If you’re not paying for the product, you are the product
This phrase is frequently invoked to describe how much of the modern internet works. The digital tools many of us rely on are rarely free in the true sense of the word; instead, they are funded by the collection and monetisation of data about our interests, habits, and behaviour.
Yet, despite growing awareness of this reality, many of us are willing to accept the Faustian bargain. After all, the information being collected often seems trivial, and the systems that capture it are remote and complex. Do I really care if Google knows I need new hiking boots? And if Facebook understands my political views, then so what? I wear them on my sleeve anyway. Surely there are more important things to worry about?

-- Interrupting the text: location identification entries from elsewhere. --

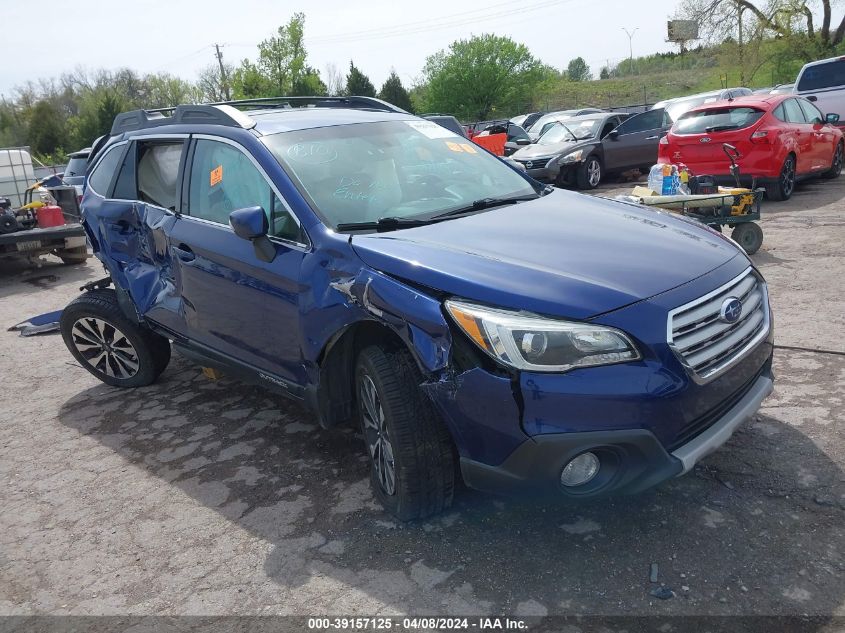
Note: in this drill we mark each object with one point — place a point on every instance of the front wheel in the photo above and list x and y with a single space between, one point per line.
589 173
110 346
411 453
836 164
785 185
748 235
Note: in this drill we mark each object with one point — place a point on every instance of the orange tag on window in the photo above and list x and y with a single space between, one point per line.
216 175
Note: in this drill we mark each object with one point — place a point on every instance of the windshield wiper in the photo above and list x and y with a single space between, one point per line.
484 203
383 224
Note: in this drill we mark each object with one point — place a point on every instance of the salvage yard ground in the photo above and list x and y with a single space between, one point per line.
200 497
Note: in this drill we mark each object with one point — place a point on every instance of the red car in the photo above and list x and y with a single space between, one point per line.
780 138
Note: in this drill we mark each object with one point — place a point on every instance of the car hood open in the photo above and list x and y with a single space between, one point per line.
564 254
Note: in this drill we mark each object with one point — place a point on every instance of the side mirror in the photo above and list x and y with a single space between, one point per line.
250 223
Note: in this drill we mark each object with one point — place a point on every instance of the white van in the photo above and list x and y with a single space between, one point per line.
823 83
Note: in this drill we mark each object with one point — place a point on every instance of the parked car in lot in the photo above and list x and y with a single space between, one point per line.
571 152
526 120
677 107
781 139
380 269
823 83
74 173
547 120
447 121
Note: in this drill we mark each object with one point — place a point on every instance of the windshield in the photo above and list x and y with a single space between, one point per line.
397 169
76 166
537 126
678 108
717 120
570 131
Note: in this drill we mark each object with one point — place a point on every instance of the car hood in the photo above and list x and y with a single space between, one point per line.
564 254
530 152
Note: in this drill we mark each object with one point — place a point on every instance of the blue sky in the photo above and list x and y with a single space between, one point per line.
177 35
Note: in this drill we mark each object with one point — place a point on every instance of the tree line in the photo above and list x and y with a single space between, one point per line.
486 76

But when we look at the broader picture, we begin to see how the mass-harvesting of our data is fuelling a broad transfer of power and wealth away from citizens, workers, and small businesses and into the hands of large corporations and increasingly authoritarian states.
Technofeudalism
On an economic level, the mass accumulation of data has enabled the transition towards what Yanis Varoufakis calls “technofeudalism”, in which companies like Google, Amazon, and Facebook own and control the markets that others are forced to compete in, charging fees and rents and manipulating markets in their favour. Once established, the companies are free to leverage their market dominance to maximise their profits by driving up the costs for other businesses operating on their platforms while degrading the overall quality of their services.
Systems driven by user data also have a destabilising effect on democracies. Data-driven algorithms designed to keep users engaged can serve up misinformation, driving conspiracy theories and extremism.
The advent of AI tools has added a new dimension to data privacy concerns. Companies now harvest vast amounts of data for model training, including individuals’ personal data, raising new privacy concerns (alongside the significant issues around plagiarism). The tools themselves exacerbate existing online safety issues by facilitating the spread of misinformation and enabling hackers and scammers to carry out attacks more easily.